One of the things that I always found so difficult to accept was the apparently unbridgeable gap between Newtonian gravity and relativistic gravity. Intuitive concepts like forces, masses, accelerations on one side then... everything is overturned and changes to a geometric interpretation coming, apparently, from nowhere.

A giant leap for a poor physics student, with nothing in between!

When you grasp the concepts of relativistic gravity, however, there is always the reassuring discovery that, by requiring the compatibility with Newtonian physics at slow speeds in weak gravity fields, also this strange world have some connection with the previous, familiar one.

It looks like, after having decided to jump on the other side of a ravine, when on the other side you realize that a small invisible bridge connects the two ends. So why in the world did you decide to make the jump in the first time? It requires an act of faith like that in "Indiana Jones and the Last Crusade". But it's... disturbing.
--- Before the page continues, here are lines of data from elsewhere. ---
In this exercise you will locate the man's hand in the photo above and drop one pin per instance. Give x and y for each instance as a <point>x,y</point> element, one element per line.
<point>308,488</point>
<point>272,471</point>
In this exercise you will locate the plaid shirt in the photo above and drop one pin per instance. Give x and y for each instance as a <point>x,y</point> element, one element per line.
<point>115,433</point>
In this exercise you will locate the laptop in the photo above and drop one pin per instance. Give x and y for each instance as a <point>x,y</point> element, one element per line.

Then you remember classical mechanics as presented in the Lagrangian approach, with the quite reasonable principle of least action. And that general relativity can be shown also in such framework. But usually the Lagrangian/Hamiltonian, that is the variational approach, in undergraduate courses is presented only for the equations of motion, whereas in relativistic equations you used it also for the field equations. So... maybe... it can work on the "Newtonian side" as well, mmm... let's try... yes!
In the meantime, you realize that this approach and its evolution from Newton to Einstein (and beyond) can be easily understood in terms of a parallel evolution of the three fundamental principles of covariamce, relativity, and equivalence. And while you realize that Physics is all about a model built with the right mathematical tools, you can also bargain an additional grasp on why the apparent difficulty of transiting from the Euclidean geometry to the differential geometry of relativistic physics it's a matter of convenience.

I believe that it was Albert Einstein who said that "If you can't explain it simply, you don't understand it enough." I hope I was able, in this book, to explain it simply enough for undergraduate students.